Ashlyn Dahlke and the other members of Spirit sat in a circle and squeezed each other’s hands. The mic crackled and popped as one of the judges started to announce the final results of this year’s United Cheer Nationals in Fort Worth.
“And in first place, for the sixth year in a row… from Fort Worth, Texas, The Cheer Connection: Spirit!”
The cheerleaders of Spirit competed with what seemed like an endless amount of passion. After months of practicing and encouraging one another, their hard work paid off and they were ecstatic.
They each walked out of that competition last month in new national champion jackets, radiating nothing but passion and pride. To see them hold their shiny trophies with huge grins plastered on their faces brought tears to everyone’s eyes.
Spirit is a special needs competitive cheer squad, one of eight cheer teams at The Cheer Connection. The squad consists of 13 members, ages 7 to 18, with physical or cognitive disabilities.
Spirit was founded by head coach Holly Rascoe and gym manager Shelley Clayton. It was one of the first special needs cheerleading teams in the nation. Now, there are about 25 teams.
Rascoe was a TCU Cheerleader in college and married the quarterback, David Rascoe. She coached TCU Cheer for 12 years before starting Spirit.
Rascoe has been involved with competitive cheer for more than 25 years, and she said starting this team has been the highlight of her cheer career.
“I woke up one day and thought it would be so cool to have a special needs team for kids, where it didn’t matter what they were facing,” she said. “Whether they were in a wheelchair or diagnosed with Autism or Downs Syndrome.”
Rascoe added she did not have any prior experience with special needs kids.
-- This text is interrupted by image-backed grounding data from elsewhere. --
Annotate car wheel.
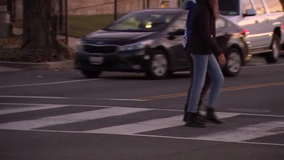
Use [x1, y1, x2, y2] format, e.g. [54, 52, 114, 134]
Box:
[145, 50, 169, 79]
[81, 70, 102, 78]
[264, 35, 280, 63]
[222, 48, 242, 77]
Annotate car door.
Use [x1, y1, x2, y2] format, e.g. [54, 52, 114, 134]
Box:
[250, 0, 269, 47]
[262, 0, 284, 46]
[166, 14, 188, 69]
[238, 0, 259, 50]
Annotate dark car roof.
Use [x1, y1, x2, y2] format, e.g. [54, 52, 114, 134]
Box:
[130, 8, 230, 19]
[131, 8, 186, 15]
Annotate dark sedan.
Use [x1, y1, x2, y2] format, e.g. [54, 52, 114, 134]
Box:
[75, 8, 249, 79]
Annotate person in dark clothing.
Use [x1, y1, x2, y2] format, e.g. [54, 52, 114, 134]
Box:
[181, 0, 212, 122]
[185, 0, 226, 128]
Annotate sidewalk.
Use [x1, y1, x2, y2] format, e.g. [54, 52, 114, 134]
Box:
[0, 66, 22, 73]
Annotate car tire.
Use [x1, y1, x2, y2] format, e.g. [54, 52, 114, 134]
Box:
[81, 70, 102, 78]
[222, 48, 242, 77]
[264, 35, 280, 63]
[145, 50, 169, 79]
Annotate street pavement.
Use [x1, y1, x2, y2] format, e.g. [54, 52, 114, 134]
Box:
[0, 56, 284, 160]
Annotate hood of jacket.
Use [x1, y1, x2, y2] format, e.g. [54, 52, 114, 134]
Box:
[186, 1, 196, 10]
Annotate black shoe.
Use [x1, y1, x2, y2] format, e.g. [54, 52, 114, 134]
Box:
[185, 112, 207, 128]
[205, 107, 223, 125]
[184, 111, 204, 122]
[183, 100, 203, 122]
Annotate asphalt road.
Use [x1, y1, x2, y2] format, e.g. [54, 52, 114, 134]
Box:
[0, 56, 284, 160]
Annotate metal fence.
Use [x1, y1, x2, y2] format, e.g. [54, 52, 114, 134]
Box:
[7, 0, 183, 38]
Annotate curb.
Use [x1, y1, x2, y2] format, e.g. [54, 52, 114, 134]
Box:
[0, 60, 75, 70]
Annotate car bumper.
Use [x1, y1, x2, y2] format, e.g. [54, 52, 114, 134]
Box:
[75, 49, 151, 72]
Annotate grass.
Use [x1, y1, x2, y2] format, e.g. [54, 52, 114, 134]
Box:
[68, 14, 126, 38]
[67, 14, 115, 38]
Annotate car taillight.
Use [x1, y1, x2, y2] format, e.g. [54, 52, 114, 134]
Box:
[282, 25, 284, 30]
[242, 29, 250, 35]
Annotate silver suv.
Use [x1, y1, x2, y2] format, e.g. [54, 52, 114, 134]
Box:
[218, 0, 284, 63]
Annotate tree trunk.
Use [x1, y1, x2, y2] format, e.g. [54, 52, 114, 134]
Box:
[21, 0, 72, 62]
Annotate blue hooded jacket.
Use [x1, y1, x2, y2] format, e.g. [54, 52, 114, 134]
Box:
[181, 0, 196, 50]
[185, 1, 196, 38]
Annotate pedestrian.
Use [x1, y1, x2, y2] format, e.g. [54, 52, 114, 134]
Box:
[185, 0, 226, 128]
[181, 0, 212, 122]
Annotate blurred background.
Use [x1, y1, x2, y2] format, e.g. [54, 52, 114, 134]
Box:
[6, 0, 183, 38]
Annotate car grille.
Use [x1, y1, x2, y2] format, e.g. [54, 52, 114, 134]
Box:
[83, 45, 118, 54]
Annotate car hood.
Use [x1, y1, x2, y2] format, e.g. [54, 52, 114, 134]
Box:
[82, 30, 157, 45]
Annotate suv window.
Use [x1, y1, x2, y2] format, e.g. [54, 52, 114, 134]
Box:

“I really wanted to start one, but I had no idea where to begin,” she said. “My bible study group prayed for God to put this perfect special needs team together. Then, one random day, I met Ashlyn and her dad, Denver, at Academy.”
Rascoe had been wanting to work with special needs children, so she asked Dahlke if Ashlyn would want to be a cheerleader. He said she would love to, but she didn’t connect to other people very well.
Rascoe told Dahlke all about her vision. After a few minutes, Ashlyn was wrapped around Rascoe’s leg, giggling with eyes squinted in glee and a smile on her face. Dahlke told Rascoe that it just might work out after all.
So after three years of prayer, the group started in 2011. Ashlyn told all of her friends at KinderFrogs School, the early childhood education program located on TCU’s campus that predominantly serves young children with disabilities. Six years later, they are all still on the team.
“They are the happiest people on Earth,” Rascoe said. “They light up when they see you, and they love hugs. But the most impact is made on other people.”
According to St. Jude Children’s Research Hospital, participating in sports can help instill a sense of self-confidence as well as improve skills in relationship building and working as part of a team.
They jump, stunt, tumble and dance just like any other competitive cheerleading team, except at the end of every routine (both at practice and performances), they run up to their coaches for a group hug.
“They encourage one another all the time, but I think they have more impact on everyone else, and they have no clue,” Clayton said.
Spirit sent in a video to audition for NBC’s America’s Got Talent last February. The team got a callback, but didn’t make it. However, the TV show asked them to try out in person next year rather than on tape.
Meanwhile, Spirit has already started preparing to win a seventh national championship next year.